I’m sick of this other double yoke, too: the one for women that says they must be both empowered and victim-identified. Jill has a voice, and as she rightly points out, silence equals complicity. After the first disappointing excommunication of Hugo from Feministe, she had a responsibility to her community to say what she believes. I’ve defended Hugo publicly before, about a different matter, but I haven’t spoken out clearly and publicly about this before.
I know and have loved people who have done terrible things. I have done terrible things. Without forgiveness of one another and ourselves, there’s no way forward out of any of the evil in the world, no way for us to dismantle the patriarchy and build a better world for our children. We need to understand the pain that leads to tragedy, and have sympathy even for the Devil.
Satan was once of the Creator’s most beloved. And there is still horror, decadence, and torture in the world. We cannot hope to eradicate them by only understanding those who are righteous victims that uphold our most treasured beliefs about how utterly wrong crimes like rape and genocide are. In Rwanda, survivors of the genocide all live together. This is the model of justice and mercy I would prefer to follow, that understands there are other forces at work: that people don’t just roll out of bed and decide to murder their neighbors and girlfriends.
It isn’t a simple matter, but being good isn’t always simple.

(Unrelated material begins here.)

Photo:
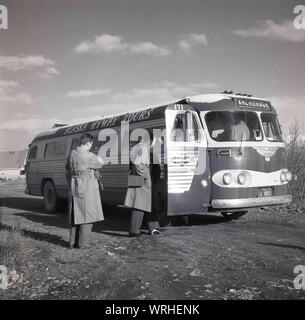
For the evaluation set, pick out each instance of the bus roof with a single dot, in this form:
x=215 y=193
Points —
x=228 y=101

In this interview on Feministe, when asked about a time when he slept with his students, he says, “the key word is simply ‘unethical.’” Then, he doesn’t leave it at that. Being a feminist man and a professor of gender studies, he also says, “It’s made me mistrustful of the possibility of consent in those instances where one person has so much more experience and authority than the other.”

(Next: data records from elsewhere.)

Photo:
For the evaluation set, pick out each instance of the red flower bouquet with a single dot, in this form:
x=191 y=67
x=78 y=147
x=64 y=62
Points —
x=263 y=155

I have called myself a feminist for a long time, like Hugo has, and I say that no one can kick either one of us out of feminism, or any other ideology. If either of us wants to walk away, we may. But if I believe in feminism, even if my definition doesn’t match Hugo’s or Jill’s, and I believe that a man can be a feminist, then I will call myself one, and no one can take that identity from me. Hugo has said that he is going to move away from explicitly feminist spaces, and I wish he didn’t feel he had to go into exile. I understand, but the hate and anger that has come from feminists against Hugo, and saying that his voice is not welcome, not even safe to listen to, is misdirected. Telling his story opened him up to becoming a whipping boy, and he did; the example will not encourage others to share their stories, so we can only expect to find out about them when they’re cracked open as sex scandals. No humility, change, accountability, or learning, there.
There’s nothing in Hugo’s story that can hurt any of us. Being triggered by reading about it is not his fault: it’s the result of being a traumatized reader, and once the flashback has passed and you are grounded in the present again, you will know the difference between actually being helpless in the grasp of a dangerous person you trusted, and having the power to walk away from the page.